The study of intact casein as a model system for the separation o | 56620
Journal of Chromatography & Separation Techniques

Journal of Chromatography & Separation Techniques
Open Access

ISSN: 2157-7064

The study of intact casein as a model system for the separation of intact phosphorylated proteins by CESI-MS

5th International Conference and Expo on Separation Techniques

October 23-25, 2017 | Paris, France

Stephen Lock and Christopher Loessner

Sciex, UK

Posters & Accepted Abstracts: J Chromatogr Sep Tech

Abstract :

CESI is the integration of capillary electrophoresis (CE) and electrospray ionization (ESI) into a single process in a single device. CESI-MS operates at low nL/min flow rates offering several advantages over nano LC including increased ionization efficiency and a reduction in ion suppression as well as low sample consumption. In this work, we describe the use of CESI in the study of intact casein in its various forms (alpha, beta and kappa). The objective of this short study was to investigate the use of CESI-MS for the separation of intact phosphoproteins with a view to its application for the top down analysis of this class of intact proteins.

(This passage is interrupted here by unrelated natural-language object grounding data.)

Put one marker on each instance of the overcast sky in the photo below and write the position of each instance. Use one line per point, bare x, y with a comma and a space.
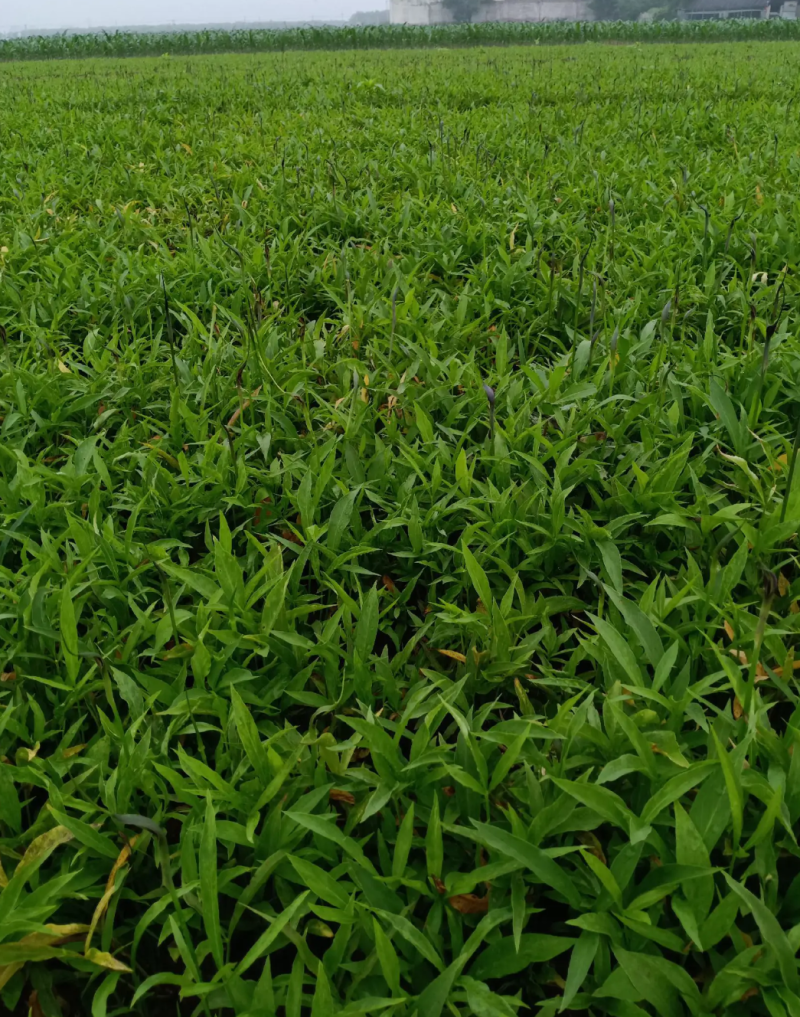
16, 14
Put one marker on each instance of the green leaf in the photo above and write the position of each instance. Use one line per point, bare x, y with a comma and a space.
690, 850
328, 830
579, 963
322, 1004
414, 937
545, 869
319, 882
69, 633
340, 520
424, 423
403, 843
387, 958
676, 787
733, 785
772, 934
434, 846
500, 959
249, 736
620, 650
367, 627
477, 577
268, 937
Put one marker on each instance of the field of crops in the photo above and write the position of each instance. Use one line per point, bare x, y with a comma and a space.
128, 44
397, 542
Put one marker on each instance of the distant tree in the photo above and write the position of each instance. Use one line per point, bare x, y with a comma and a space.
630, 10
370, 17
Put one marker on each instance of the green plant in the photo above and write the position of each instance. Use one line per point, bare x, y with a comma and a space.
397, 554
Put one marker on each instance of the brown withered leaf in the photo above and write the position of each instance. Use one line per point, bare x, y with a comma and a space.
470, 903
589, 840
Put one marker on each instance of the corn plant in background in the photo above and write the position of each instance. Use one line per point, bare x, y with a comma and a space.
131, 44
398, 548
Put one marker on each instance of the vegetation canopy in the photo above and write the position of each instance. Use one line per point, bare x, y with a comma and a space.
398, 534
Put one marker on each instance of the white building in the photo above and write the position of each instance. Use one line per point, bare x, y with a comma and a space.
435, 11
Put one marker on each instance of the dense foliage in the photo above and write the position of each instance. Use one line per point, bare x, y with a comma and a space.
398, 557
125, 44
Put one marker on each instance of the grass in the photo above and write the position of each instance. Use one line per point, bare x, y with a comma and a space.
398, 558
128, 44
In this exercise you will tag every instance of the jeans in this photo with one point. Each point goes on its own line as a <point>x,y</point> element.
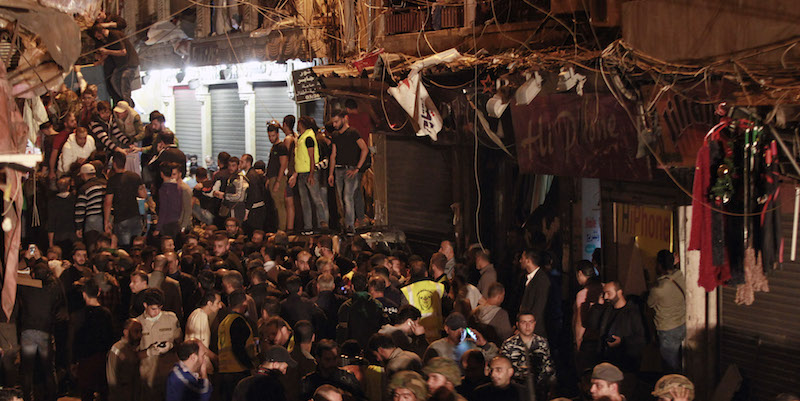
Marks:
<point>347,188</point>
<point>36,346</point>
<point>127,229</point>
<point>669,342</point>
<point>309,194</point>
<point>279,199</point>
<point>121,80</point>
<point>93,223</point>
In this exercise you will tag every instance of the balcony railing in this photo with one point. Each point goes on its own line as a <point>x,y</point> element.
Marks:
<point>414,19</point>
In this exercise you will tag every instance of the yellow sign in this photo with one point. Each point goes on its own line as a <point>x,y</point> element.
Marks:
<point>649,227</point>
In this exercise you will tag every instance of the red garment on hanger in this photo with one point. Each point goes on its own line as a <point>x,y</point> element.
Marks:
<point>710,275</point>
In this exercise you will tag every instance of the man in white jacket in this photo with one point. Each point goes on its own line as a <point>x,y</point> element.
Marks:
<point>78,147</point>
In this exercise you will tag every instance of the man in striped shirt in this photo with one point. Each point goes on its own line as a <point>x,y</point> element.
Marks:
<point>89,204</point>
<point>105,130</point>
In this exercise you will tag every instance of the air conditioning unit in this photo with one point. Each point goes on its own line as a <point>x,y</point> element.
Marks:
<point>605,13</point>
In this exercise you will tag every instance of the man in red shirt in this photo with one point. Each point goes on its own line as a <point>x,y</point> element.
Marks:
<point>70,124</point>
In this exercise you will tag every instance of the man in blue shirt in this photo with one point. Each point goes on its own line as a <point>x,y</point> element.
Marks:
<point>188,380</point>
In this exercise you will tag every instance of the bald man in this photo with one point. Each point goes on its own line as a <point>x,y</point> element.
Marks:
<point>158,278</point>
<point>190,295</point>
<point>501,387</point>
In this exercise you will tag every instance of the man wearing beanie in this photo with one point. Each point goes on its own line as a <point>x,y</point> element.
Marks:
<point>443,377</point>
<point>606,379</point>
<point>408,386</point>
<point>458,341</point>
<point>502,388</point>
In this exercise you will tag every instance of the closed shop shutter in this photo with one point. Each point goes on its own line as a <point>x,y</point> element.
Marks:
<point>316,109</point>
<point>272,103</point>
<point>762,339</point>
<point>227,120</point>
<point>187,122</point>
<point>419,187</point>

To this end, proteins were obtained from Sigma Aldrich, prepared in a variety of different solvents, and injected by pressure onto a positively coated capillary. The CE separation used reverse polarity with a background electrolyte (BGE) consisting of a mixture of volatile acids with water/organic solvent mixtures and the proteins were detected using a QTOF system fitted with a nanospray source. The CESI results were then compared with a standard C4 reverse phase HPLC separation of the same sample on the same MS system fitted with a standard source. The results show that CESI-MS was capable of separating alpha, beta and kappa casein as well as the separation of phosphorylated isoforms of alpha casein. All CESI separations were done at room temperature, produced sharper peaks than the corresponding LC separation, and provided an orthogonal separation to LC. This study will highlight the complementary nature of CESI compared to LCMS and provide a brief insight into the possibilities of using this technology for the study of intact proteins.